Cephalonia, after sixteen years of Turkish occupation (1484–1500), became part of the Stato da Mar (“Domains of the Sea" was the name given to the Republic of Venice's maritime and overseas possessions) on 24 December 1500, with the Siege of the Castle of St. George.
The Ionian economy during the Venetian period was largely based on exporting local products. On the islands of Cephallonia and Zante the main exports were raisins, olive oil and wine. One of the most significant exports was olive oil. Groves of olive trees were planted throughout the islands during the Venetian period as olive oil was important to Venice's economy.
Throughout Venice's old possessions, but above all in the Ionian islands, the memory is deeply rooted in the population.Because of the long Venetian period, the manners and traditions of the inhabitants of the Ionian Islands are a mixture of Greek and Italian. The Venetian influence is illustrated in all aspects of culture and everyday life.
The castle is located on top of the Assos peninsula and it is the largest among the two castles in Kefalonia. It was built by the Venetians in the 16th century on the west coast of the island in order to protect Assos village from pirates.
From 300 meters high, the castle has been keeping an eye on everything since it was built 800 years ago.
It was the place of residence for nobles and officials and has been the capital of Kefalonia for centuries.

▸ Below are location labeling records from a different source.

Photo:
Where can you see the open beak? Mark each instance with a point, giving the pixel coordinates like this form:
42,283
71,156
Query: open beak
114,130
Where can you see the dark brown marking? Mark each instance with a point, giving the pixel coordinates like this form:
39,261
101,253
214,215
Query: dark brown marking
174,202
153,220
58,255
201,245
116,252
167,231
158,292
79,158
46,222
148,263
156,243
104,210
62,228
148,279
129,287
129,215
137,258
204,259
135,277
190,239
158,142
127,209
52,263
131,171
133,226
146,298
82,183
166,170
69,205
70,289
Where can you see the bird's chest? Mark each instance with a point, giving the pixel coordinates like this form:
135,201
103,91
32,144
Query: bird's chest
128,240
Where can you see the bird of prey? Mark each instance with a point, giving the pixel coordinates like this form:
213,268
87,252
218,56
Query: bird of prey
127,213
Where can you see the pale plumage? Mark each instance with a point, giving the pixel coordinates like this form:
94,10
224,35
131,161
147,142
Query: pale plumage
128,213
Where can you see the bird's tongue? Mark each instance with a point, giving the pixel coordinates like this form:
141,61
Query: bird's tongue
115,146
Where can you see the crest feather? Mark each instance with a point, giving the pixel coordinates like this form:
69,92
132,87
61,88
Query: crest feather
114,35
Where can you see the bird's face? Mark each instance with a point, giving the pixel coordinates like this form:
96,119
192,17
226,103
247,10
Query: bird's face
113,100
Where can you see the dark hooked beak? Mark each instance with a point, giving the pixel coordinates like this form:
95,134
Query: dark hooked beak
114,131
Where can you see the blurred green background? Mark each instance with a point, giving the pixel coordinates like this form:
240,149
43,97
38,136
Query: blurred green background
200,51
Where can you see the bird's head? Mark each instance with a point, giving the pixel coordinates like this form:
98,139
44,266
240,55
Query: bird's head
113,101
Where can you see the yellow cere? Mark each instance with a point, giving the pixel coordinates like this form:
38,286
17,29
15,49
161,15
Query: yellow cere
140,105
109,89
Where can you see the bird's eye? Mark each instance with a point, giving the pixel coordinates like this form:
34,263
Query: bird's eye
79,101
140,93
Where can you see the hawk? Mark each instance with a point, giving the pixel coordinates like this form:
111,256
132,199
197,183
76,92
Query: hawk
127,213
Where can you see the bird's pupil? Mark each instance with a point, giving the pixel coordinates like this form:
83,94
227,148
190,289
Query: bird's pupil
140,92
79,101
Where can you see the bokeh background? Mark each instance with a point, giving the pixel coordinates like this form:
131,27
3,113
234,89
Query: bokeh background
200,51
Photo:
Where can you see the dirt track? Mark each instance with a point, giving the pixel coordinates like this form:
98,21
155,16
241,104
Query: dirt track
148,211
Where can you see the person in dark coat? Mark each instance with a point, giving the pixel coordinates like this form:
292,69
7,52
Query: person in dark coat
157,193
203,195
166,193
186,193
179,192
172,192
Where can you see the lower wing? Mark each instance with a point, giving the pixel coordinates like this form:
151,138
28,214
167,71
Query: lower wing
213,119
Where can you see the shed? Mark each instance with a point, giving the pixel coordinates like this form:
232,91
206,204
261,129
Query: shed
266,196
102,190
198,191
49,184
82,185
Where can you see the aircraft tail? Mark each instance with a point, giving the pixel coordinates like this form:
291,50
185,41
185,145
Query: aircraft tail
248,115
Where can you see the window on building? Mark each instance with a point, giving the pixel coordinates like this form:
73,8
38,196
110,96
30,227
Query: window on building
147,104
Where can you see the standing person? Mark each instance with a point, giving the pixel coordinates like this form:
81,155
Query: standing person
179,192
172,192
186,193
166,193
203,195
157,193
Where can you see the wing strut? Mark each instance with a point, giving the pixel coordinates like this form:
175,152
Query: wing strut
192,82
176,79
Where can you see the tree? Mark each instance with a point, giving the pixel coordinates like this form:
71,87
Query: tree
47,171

Under the Venetians, the 16 acres of Saint George's Castle hosted a small city. Within a 600-metre perimetre of walls, ramparts and watchtowers could spot pirate ships as far as 20 miles away on a clear day.
Today, the castle is ruined and only a few buildings survive. It was not only the damage over time and wars. This castle also suffered a lot from the earthquake that hit Kefalonia in 1953.